PhD thesis

There are very few formal guidelines to a dissertation. Please see the formal guidelines at the Ministry of Higher Education and Science. This means that the assessment committee has very free guidelines when assessing a dissertation. Nevertheless, from the legal documents we can see that a dissertation must meet “the international standards for PhD degrees within the field in question”. Another formal requirement is that if the dissertation includes co-authored work a written co-author declaration must be submitted along with the dissertation. A co-author declaration is a written document signed by all authors of a work stating their contribution to the work. Get the declaration at the faculty. For rules concerning co-authorship, see the Vancouver convention.

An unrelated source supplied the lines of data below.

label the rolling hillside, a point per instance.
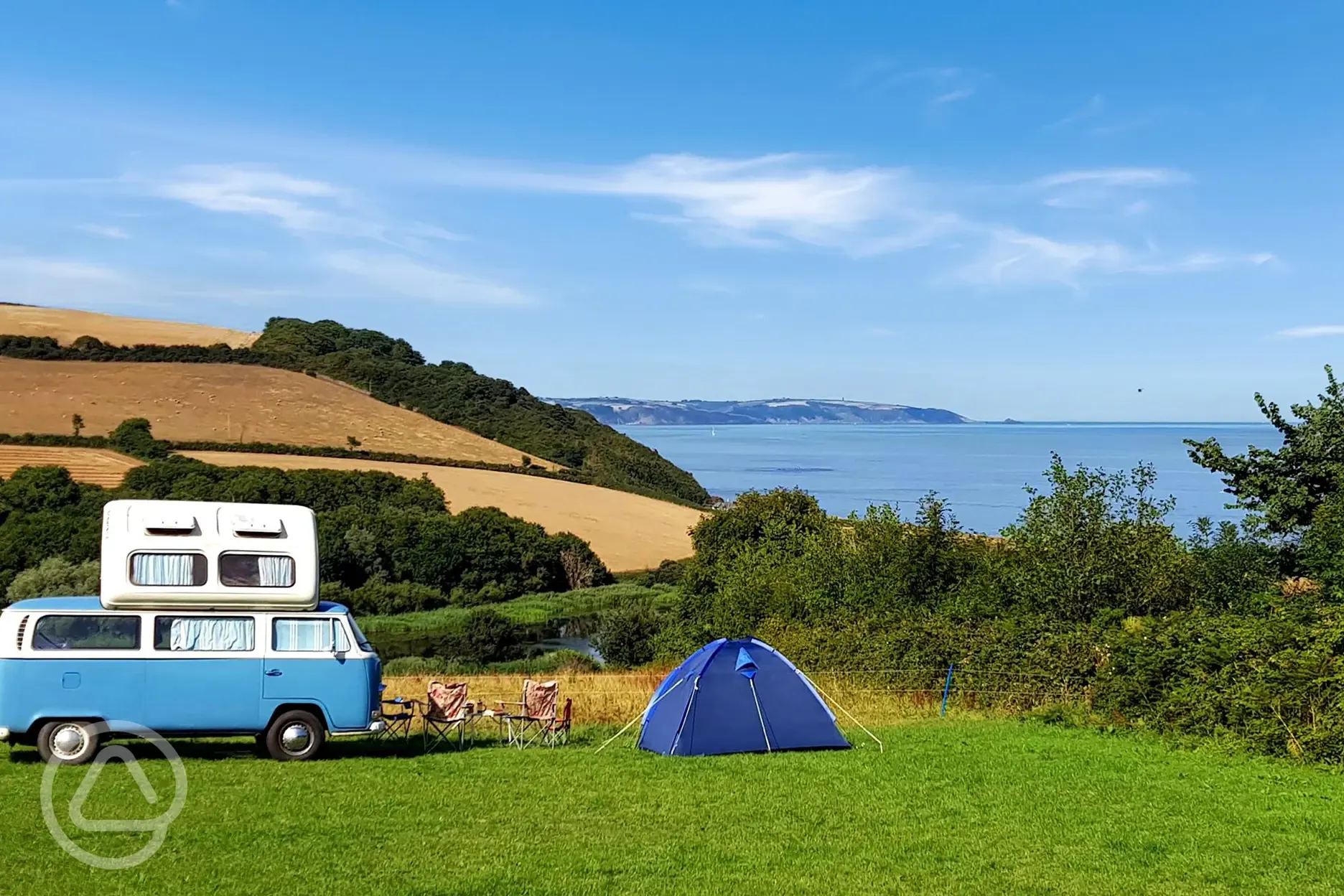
(226, 403)
(391, 371)
(92, 467)
(67, 325)
(627, 531)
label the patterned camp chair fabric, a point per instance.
(445, 711)
(556, 731)
(447, 701)
(539, 699)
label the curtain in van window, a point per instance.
(162, 569)
(274, 573)
(211, 635)
(308, 635)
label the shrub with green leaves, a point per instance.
(55, 578)
(625, 635)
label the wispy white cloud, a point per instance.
(1116, 177)
(945, 83)
(104, 230)
(762, 202)
(34, 280)
(340, 231)
(1105, 187)
(388, 273)
(1020, 258)
(953, 95)
(1094, 106)
(1311, 332)
(296, 203)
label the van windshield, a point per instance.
(359, 635)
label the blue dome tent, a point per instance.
(737, 696)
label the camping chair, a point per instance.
(444, 711)
(398, 715)
(535, 711)
(556, 731)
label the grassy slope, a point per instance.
(952, 806)
(225, 403)
(627, 531)
(531, 609)
(66, 325)
(394, 373)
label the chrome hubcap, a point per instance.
(296, 738)
(67, 742)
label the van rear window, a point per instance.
(256, 571)
(162, 569)
(86, 633)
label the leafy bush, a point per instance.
(1094, 541)
(134, 437)
(1287, 485)
(382, 598)
(667, 573)
(55, 578)
(625, 635)
(487, 637)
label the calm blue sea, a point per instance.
(980, 468)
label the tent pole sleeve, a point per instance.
(761, 717)
(881, 749)
(640, 717)
(686, 715)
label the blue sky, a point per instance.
(1008, 210)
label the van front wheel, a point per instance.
(69, 743)
(294, 735)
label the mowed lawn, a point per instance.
(963, 806)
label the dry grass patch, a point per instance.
(226, 403)
(92, 467)
(627, 531)
(67, 325)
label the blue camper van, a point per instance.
(207, 624)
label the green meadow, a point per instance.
(957, 805)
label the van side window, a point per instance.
(205, 633)
(256, 571)
(162, 569)
(86, 633)
(308, 635)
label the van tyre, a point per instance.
(294, 737)
(67, 743)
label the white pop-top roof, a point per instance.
(269, 555)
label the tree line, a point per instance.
(1228, 630)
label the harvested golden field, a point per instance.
(627, 531)
(226, 403)
(92, 467)
(67, 325)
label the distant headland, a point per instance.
(627, 411)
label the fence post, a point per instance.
(945, 689)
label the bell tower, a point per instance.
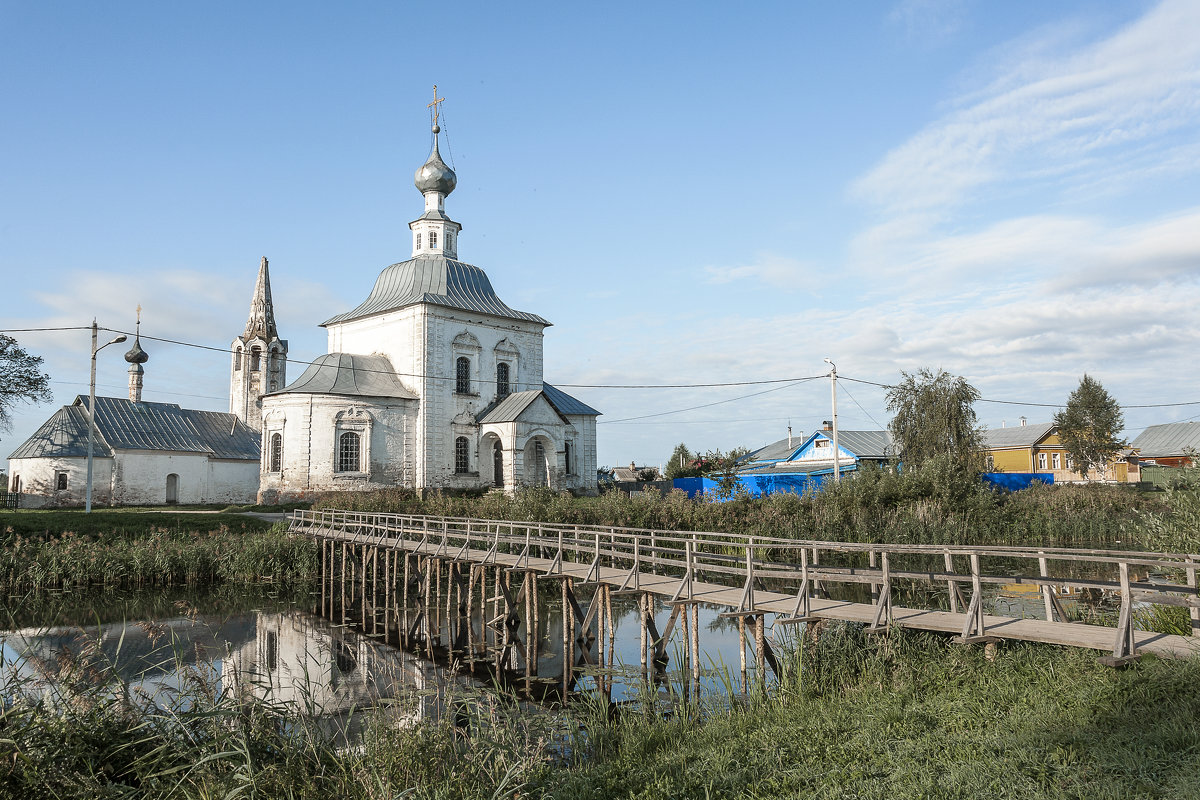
(259, 356)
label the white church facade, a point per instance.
(432, 382)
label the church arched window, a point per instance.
(502, 380)
(461, 455)
(462, 376)
(348, 452)
(276, 452)
(497, 464)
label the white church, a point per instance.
(431, 383)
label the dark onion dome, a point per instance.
(136, 354)
(438, 281)
(435, 175)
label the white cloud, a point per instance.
(779, 271)
(1056, 119)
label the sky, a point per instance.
(693, 193)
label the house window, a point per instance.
(461, 456)
(348, 452)
(502, 380)
(462, 376)
(276, 451)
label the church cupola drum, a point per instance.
(259, 356)
(432, 382)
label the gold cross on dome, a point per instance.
(435, 103)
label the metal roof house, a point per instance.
(1171, 444)
(143, 453)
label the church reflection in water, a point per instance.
(287, 657)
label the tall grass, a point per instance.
(157, 557)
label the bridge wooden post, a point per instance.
(1193, 611)
(1125, 648)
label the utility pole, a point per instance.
(837, 453)
(91, 403)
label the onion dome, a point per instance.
(435, 175)
(136, 354)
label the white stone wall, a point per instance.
(311, 425)
(39, 481)
(138, 477)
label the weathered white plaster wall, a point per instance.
(311, 425)
(138, 477)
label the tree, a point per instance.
(934, 415)
(1089, 427)
(682, 463)
(21, 379)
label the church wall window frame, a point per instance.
(503, 382)
(275, 451)
(461, 456)
(349, 452)
(462, 376)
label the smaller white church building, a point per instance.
(143, 453)
(432, 382)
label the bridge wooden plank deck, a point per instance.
(1077, 635)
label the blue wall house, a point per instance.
(797, 465)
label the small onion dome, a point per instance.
(435, 175)
(136, 354)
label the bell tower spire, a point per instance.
(435, 234)
(259, 355)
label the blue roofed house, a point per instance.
(797, 465)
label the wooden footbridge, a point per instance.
(754, 577)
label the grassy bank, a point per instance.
(921, 506)
(70, 549)
(909, 715)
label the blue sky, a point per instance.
(690, 192)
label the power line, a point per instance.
(621, 386)
(731, 400)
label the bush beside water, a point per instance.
(117, 549)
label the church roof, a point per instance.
(435, 280)
(125, 425)
(565, 403)
(345, 373)
(509, 408)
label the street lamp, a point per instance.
(833, 388)
(91, 402)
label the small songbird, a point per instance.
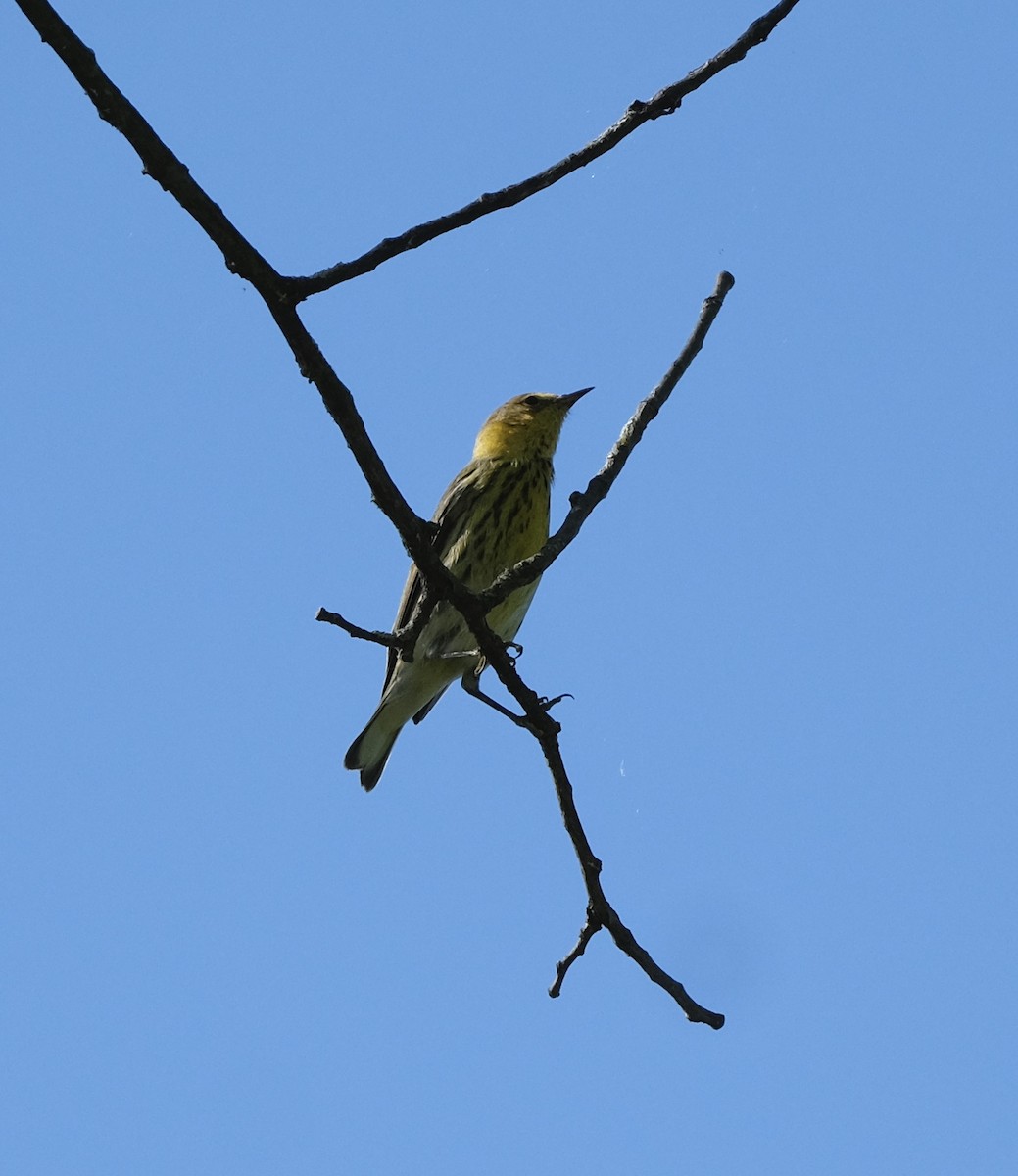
(494, 514)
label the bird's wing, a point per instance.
(448, 522)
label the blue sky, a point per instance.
(790, 632)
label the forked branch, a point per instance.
(282, 294)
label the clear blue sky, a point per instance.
(790, 632)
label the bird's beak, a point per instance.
(572, 397)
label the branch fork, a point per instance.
(282, 295)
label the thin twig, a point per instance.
(390, 640)
(666, 101)
(581, 505)
(281, 297)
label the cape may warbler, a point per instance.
(494, 514)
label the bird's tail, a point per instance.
(370, 750)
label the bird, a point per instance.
(494, 513)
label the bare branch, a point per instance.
(390, 640)
(282, 294)
(583, 504)
(158, 160)
(666, 101)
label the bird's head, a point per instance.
(525, 428)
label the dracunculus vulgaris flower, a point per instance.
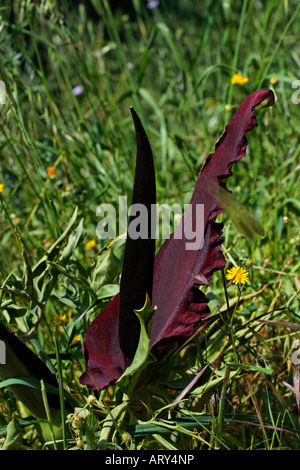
(169, 277)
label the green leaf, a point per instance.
(30, 382)
(142, 356)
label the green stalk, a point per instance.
(236, 51)
(48, 414)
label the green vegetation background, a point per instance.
(173, 63)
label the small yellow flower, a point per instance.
(90, 244)
(238, 79)
(51, 172)
(60, 319)
(237, 275)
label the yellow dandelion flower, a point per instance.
(238, 79)
(90, 244)
(75, 339)
(237, 275)
(51, 172)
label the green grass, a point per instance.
(174, 66)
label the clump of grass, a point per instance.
(61, 149)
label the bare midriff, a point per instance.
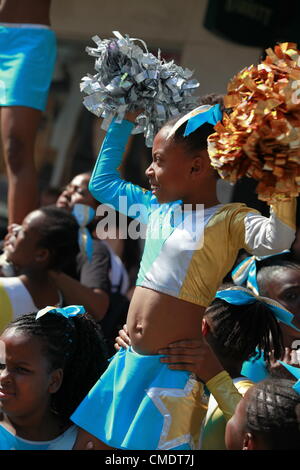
(156, 319)
(25, 11)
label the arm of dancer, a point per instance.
(262, 236)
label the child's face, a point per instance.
(284, 287)
(21, 247)
(25, 379)
(170, 171)
(77, 192)
(236, 426)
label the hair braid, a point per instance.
(239, 330)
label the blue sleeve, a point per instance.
(106, 185)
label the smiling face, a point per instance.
(77, 192)
(26, 382)
(284, 286)
(170, 171)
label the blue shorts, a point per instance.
(140, 404)
(27, 60)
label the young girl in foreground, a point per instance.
(178, 279)
(48, 363)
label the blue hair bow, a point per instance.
(242, 296)
(67, 312)
(211, 116)
(84, 215)
(246, 271)
(295, 371)
(197, 117)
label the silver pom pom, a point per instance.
(129, 78)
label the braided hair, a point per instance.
(266, 269)
(74, 344)
(273, 411)
(239, 330)
(197, 140)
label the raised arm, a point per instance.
(262, 236)
(106, 185)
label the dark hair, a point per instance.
(271, 412)
(74, 344)
(197, 140)
(268, 267)
(239, 330)
(59, 234)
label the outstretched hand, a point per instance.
(193, 355)
(278, 370)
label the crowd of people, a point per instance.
(194, 345)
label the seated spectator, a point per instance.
(46, 240)
(102, 280)
(268, 418)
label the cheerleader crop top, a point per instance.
(187, 253)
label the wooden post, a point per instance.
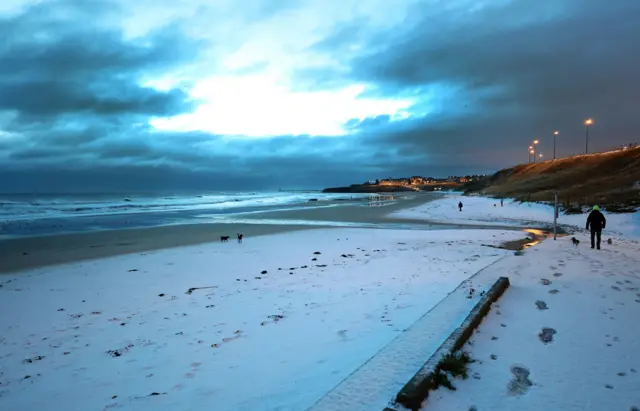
(555, 214)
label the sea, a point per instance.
(23, 215)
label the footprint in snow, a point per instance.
(520, 383)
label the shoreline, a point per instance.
(25, 253)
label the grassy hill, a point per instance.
(609, 179)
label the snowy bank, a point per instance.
(563, 337)
(483, 210)
(273, 323)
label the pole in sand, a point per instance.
(555, 214)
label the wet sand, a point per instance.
(31, 252)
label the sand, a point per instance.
(31, 252)
(273, 323)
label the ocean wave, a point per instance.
(30, 207)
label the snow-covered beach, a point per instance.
(272, 324)
(277, 322)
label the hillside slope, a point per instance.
(611, 179)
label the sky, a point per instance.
(115, 95)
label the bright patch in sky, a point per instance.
(260, 106)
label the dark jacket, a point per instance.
(596, 221)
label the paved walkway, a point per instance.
(565, 336)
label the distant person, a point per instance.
(596, 222)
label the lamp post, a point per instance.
(587, 123)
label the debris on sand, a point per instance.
(33, 359)
(192, 289)
(546, 335)
(541, 305)
(119, 351)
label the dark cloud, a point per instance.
(486, 79)
(56, 60)
(510, 72)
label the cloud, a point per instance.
(56, 61)
(304, 93)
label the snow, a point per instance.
(487, 211)
(124, 333)
(593, 363)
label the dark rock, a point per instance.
(546, 335)
(541, 305)
(33, 359)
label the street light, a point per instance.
(587, 123)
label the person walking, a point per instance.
(596, 223)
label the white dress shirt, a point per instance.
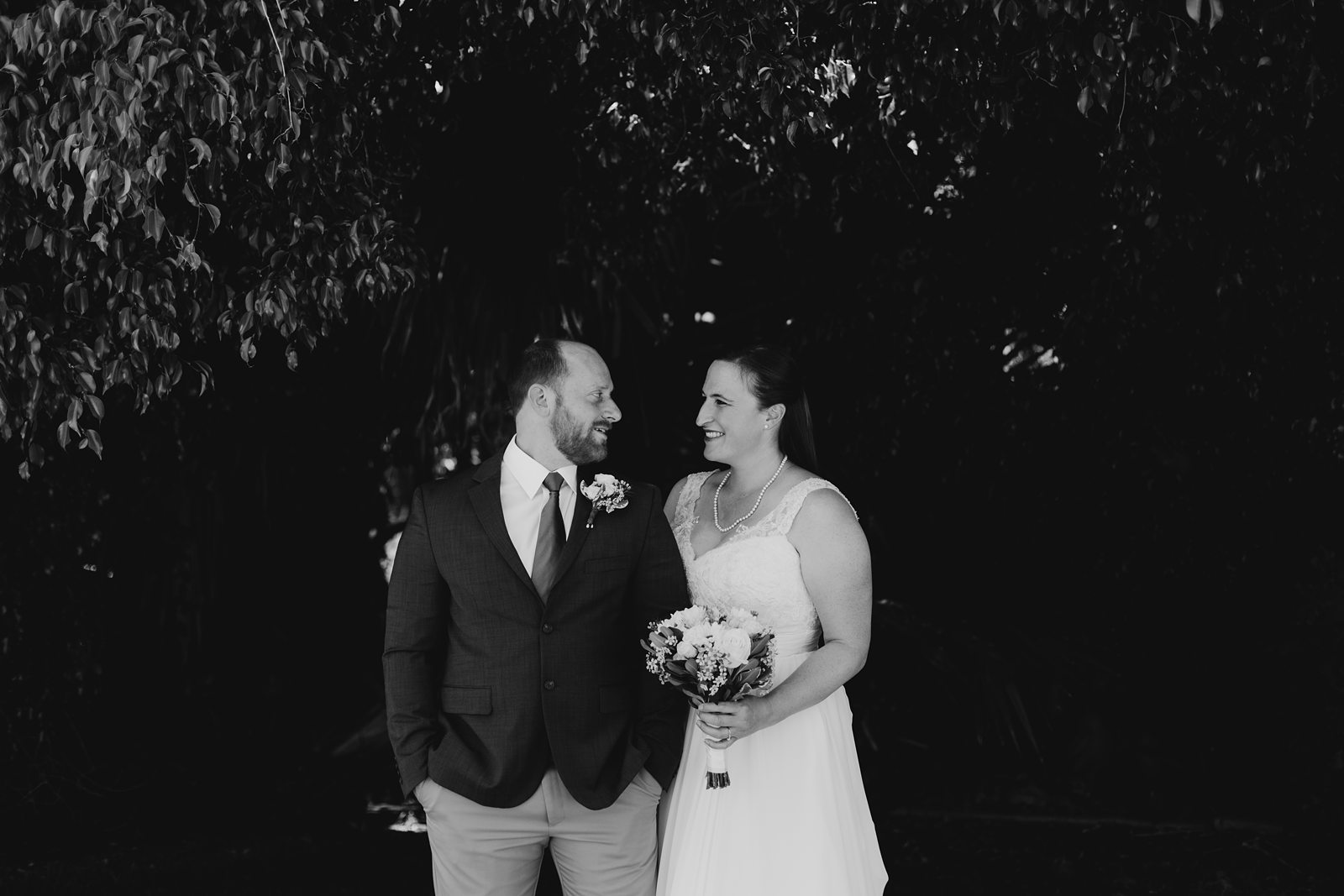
(523, 497)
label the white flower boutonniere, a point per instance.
(606, 493)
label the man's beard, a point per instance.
(575, 439)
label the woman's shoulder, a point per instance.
(687, 490)
(817, 501)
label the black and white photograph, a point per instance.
(671, 448)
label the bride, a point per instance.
(768, 535)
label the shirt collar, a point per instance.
(530, 474)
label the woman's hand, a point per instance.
(726, 723)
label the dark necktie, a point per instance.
(550, 537)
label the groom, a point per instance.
(517, 703)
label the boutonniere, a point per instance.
(606, 493)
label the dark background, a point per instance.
(1100, 473)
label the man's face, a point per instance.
(584, 407)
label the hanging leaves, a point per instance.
(129, 129)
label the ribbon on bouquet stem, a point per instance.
(716, 768)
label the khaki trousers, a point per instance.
(480, 851)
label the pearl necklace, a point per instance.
(743, 519)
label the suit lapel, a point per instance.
(486, 501)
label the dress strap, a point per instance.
(685, 501)
(792, 503)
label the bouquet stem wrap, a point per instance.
(716, 768)
(712, 656)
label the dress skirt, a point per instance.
(793, 820)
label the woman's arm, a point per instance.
(837, 571)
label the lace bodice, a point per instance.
(756, 567)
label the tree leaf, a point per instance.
(202, 149)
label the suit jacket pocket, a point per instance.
(608, 564)
(615, 698)
(467, 701)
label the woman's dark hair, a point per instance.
(776, 379)
(542, 362)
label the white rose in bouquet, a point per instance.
(736, 645)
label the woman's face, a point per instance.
(730, 418)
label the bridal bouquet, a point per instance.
(712, 656)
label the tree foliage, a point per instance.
(172, 172)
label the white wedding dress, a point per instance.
(795, 817)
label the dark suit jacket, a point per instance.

A dissertation can be a monograph or a number of publishable articles with a longer introduction that summarises and ties the articles together. Again from the legal document very few guidelines can be found and it is basically up to any assessment committee to judge the quality of a monograph or article-based dissertation. Even though it is up to the assessment committee there are a few discussions that are worth mentioning to provide some tentative guidelines on how a dissertation is assessed (see below). It is important to understand that the guidelines below are by no means binding and they vary between the sub-fields of sociology. Please discuss this with your supervisor.

The monograph dissertation

The monograph is assessed as a coherent work, thus much effort must be put into providing a natural flow and structure to the dissertation. A strong literature review, strong theoretical chapters, a methodology chapter and analytical chapters are natural elements of any monograph. The length varies, typically between 200 and 300 pages. It is quality, not length, which really matters. One of the advantages of the monograph is that it is one coherent research project that gives the possibility for a detailed literature review and for developing a systematic theoretical framework, consistent methodological reflections and in-depth empirical analyses, which can be hard to achieve within the word limits for articles (often 7,000-8,000 words).

Article-based dissertation

Article-based dissertations consist typically of four publishable articles. However again it is the quality and not the quantity of articles that really matters. Defining a publishable article is not easy, but basically we should expect that it can be published in international peer-reviewed journals.

We expect that the articles have a connection – i.e. that they are related to the same topic, are relevant to each other and show theoretical and methodological progress. On the other hand they must not be too overlapping. Common critiques of article-based dissertations are that they are too diffuse and that they lack cohesion. Hence, it is important that much effort is put into tying the articles together, both when deciding which articles to include in the dissertation and when writing the introduction.

The introduction relates the study to previous research and highlights the contribution of the dissertation to its field of research. It describes the theoretical and thematic frame for the articles, discusses the methodological and analytical choices made and summarises the individual articles (theoretically as well as empirically). Importantly, it provides the general framework that ties the articles together into a coherent whole. Usually the length of the introduction is between 30 and 50 pages – some of the content may be taken directly from the various articles. The introduction must be single-authored.

We encourage PhD students to co-author articles with faculty members or other PhD students during their studies. If these articles are part of the dissertation a co-author declaration must be attached to the dissertation. If co-authored articles are included the number of articles to include in a dissertation may increase. This should be discussed with the supervisor. Remember again that assessment committees usually focus more on quality and less on the number of articles. At least one significant article in an article-based dissertation must be single-authored.